Over 40 years ago in his work “The Logic of Collective Action”, which is still cited today, Mancur Olson explained that it is difficult for large social groups to produce goods for collective use – for example a village school – from which everyone benefits. The individual involved gains relatively little from the collective good because many benefit from it. Since no one can be excluded from using the collective good, it is rational for an individual not to participate in producing it and to take advantage as a “free rider”. The conclusion: the more beneficiaries, the fewer opportunities to act collectively.

In small social groups, by contrast, a collective good is shared between just a few. Therefore, individual engagement results in a relatively large share of the collective benefit.

Seen from this point of view, small groups are more likely to get involved in development projects and to bring in their particular interests because each individual hopes for high benefit from it. It is unlikely that the majority of affected persons actively participates and therefore strengthens the majority interests. This is confirmed by experiences of community management in South Africa. Only well-organised groups which represent particular interests in line with the logic of collective action assert themselves in the long term.

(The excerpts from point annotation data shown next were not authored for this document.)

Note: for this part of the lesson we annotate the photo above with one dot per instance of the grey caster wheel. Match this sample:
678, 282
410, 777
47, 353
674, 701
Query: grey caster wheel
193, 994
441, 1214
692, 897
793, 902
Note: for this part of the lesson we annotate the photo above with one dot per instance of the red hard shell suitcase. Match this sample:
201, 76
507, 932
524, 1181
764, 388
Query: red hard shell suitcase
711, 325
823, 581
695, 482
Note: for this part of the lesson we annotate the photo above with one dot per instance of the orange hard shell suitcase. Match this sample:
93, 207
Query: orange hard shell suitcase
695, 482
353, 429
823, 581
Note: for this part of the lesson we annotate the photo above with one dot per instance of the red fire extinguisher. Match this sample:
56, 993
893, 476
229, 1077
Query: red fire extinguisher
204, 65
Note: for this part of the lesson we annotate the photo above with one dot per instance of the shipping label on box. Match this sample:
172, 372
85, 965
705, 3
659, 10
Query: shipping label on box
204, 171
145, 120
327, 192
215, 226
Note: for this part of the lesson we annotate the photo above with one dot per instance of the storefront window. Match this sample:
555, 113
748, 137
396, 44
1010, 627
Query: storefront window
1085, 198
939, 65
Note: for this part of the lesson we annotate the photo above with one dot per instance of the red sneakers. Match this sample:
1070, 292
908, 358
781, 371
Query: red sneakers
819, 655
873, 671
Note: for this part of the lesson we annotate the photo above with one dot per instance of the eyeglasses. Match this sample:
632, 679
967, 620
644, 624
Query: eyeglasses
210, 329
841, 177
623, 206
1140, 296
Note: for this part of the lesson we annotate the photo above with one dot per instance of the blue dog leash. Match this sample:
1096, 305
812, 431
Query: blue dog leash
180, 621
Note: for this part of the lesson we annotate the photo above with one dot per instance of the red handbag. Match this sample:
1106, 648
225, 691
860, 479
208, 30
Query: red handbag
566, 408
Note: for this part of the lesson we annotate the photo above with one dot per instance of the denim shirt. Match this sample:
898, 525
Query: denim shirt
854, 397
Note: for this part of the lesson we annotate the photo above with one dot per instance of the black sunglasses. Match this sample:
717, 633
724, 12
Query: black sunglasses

Furthermore, projects increase the demand for participants. Self-organised groups as an expression of civil-society engagement are supposedly an effective means to receive development assistance. Local communities adapt to the participation paradigm. They learn which demands they can enforce through which kinds of behaviour. Townspeople declare they were born in the countryside in order to benefit from programmes for rural regional development, village chiefs set up women’s groups and cooperatives are converted into private companies and vice versa – depending on which receives more development aid.

Participation often also weakens the position of experts. In projects to combat desertification, for instance, the affected local communities may expect an increased harvest at the same time. While this undermines the development project, it is necessary for participative action to work. In the Central African Republic, for example, participating parties have considered their contribution to projects as work for which they want to beremunerated.

All told, the legal framework is seldom such that marginalised people can found NGOs and openly and democratically bring in their interests. Participation is often made subordinate to traditional local structures, which conflicts with the actual objective. Clan and tribal structures seldom correspond to Western concepts of democracy and gender equality. Development agencies are therefore at risk of reinforcing an anti-development environment.